Wednesday, September 05, 2018

WWW.WEDNESDAY

WWW.WEDNESAY asks us three questions to prompt you to speak bookishly. To participate, and to see how other book lovers responded, click here.


 
1. What are you currently reading?  

Alibi in High Heels by Gemma Halliday. Shoe designer Maddie Springer just got her big break: an invitation to Fashion Week in Paris! But before she can get to The City of Lights, there's a bone-breaking car accident. Once she arrives, there's a jewel heist and a model is murdered and it's starting to look like someone is setting Maddie up as a suspect and putting her life in danger.

This is fluff. It begins, "I love shoes. I mean, I really, really love them." It's lightweight in every sense of the word: it not only provides glamorous, mindless escape, it's a small paperback that fits easily into my purse.

But you know what? After the big, thought-provoking and at times heartbreakingly sad biography I just finished (see below), lightweight escapism could be just what the doctor ordered. Let's hope it delivers. Author Gemma Halliday is certainly prolific and popular, so my hopes are as high as Maddie's heels.

2. What did you recently finish reading?  
Joe DiMaggio: The Hero's Life by Richard Ben Cramer. This exhaustive (546 pages!) biography was exhausting in its pervasive sadness. Here was a man who simply did not/could not enjoy his gifts.

He was unbelievably graceful, independent and disciplined. He had a high pain threshold. His hitting streak (56 games!) remains untouched after more than 70 years. On the field, he was a champion that generations of Americans looked up to.

Off the field, though ... he was petty and jealous, disrespecting the older Lou Gehrig and resenting the younger Mickey Mantle. He was cheap. Understandable, perhaps, because he came from poverty. His moral relativism made me nuts. On the one hand, he wouldn't appear on a dais with then-President Bill Clinton because he didn't approve of the Lewinsky scandal. Fair enough. But Joe, didn't you invest with a mobster who (certainly) had people murdered and (allegedly) incinerated them in his backyard barbecue pit? 

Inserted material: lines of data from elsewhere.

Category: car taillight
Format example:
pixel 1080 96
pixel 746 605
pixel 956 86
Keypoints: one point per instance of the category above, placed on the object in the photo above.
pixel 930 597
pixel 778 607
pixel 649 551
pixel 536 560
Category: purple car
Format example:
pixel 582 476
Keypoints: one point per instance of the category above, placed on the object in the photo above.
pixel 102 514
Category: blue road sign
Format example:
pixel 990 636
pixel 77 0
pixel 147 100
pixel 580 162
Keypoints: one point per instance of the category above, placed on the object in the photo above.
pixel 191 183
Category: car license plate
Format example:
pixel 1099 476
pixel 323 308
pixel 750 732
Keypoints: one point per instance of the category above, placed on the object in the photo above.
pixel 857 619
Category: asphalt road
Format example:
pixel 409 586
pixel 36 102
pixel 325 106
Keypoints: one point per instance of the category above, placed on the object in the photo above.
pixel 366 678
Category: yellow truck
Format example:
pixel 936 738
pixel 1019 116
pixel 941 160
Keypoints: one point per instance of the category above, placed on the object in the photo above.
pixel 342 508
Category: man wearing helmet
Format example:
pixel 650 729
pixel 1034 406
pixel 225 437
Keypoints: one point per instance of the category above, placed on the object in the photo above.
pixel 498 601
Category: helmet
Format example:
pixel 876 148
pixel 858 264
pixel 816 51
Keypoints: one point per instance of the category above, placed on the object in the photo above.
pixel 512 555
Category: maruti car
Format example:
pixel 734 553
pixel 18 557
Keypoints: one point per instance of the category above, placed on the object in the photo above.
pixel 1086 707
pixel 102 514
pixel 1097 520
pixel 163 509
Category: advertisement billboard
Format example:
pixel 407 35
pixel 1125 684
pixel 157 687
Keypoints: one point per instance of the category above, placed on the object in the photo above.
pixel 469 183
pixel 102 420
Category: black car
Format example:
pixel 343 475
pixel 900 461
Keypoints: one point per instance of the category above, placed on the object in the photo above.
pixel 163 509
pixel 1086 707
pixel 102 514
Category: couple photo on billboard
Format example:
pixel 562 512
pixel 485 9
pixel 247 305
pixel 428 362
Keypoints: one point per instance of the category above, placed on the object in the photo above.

He made himself unhappy. He only seemed to want his first wife when she made herself elusive. No wonder she eventually tired of him and moved on. And then of course, his second wife. Marilyn.* His love and loyalty were indomitable and enduring. But he didn't seem to "hear" her. Seemingly to the day she died, he believed she was willing to walk away from her career and just be his wife.

Cramer gives this big man and his sprawling life their due. He writes well about Joe and baseball, about Joe and the Italian-American community (especially important during WWII), about Joe and Marilyn. I loved this passage about Marilyn's nude calendar shoot: "[It] would become an enormous public relations triumph -- one of the building blocks of her legend. And, at the cost of his own lifelong heartache, so would Joe."

I just wish, for both his sake and mine, he really was the man I thought he was when I cracked open this book.

*You don't have to ask "Marilyn, who?" do you? He married a myth even more enduring than his own.

3.  What will you read next?  
Has anyone read Meg Wolitzer? She's sitting atop my TBR pile with a book called Surrender, Dorothy. There are also more biographies and more mysteries awaiting my attention.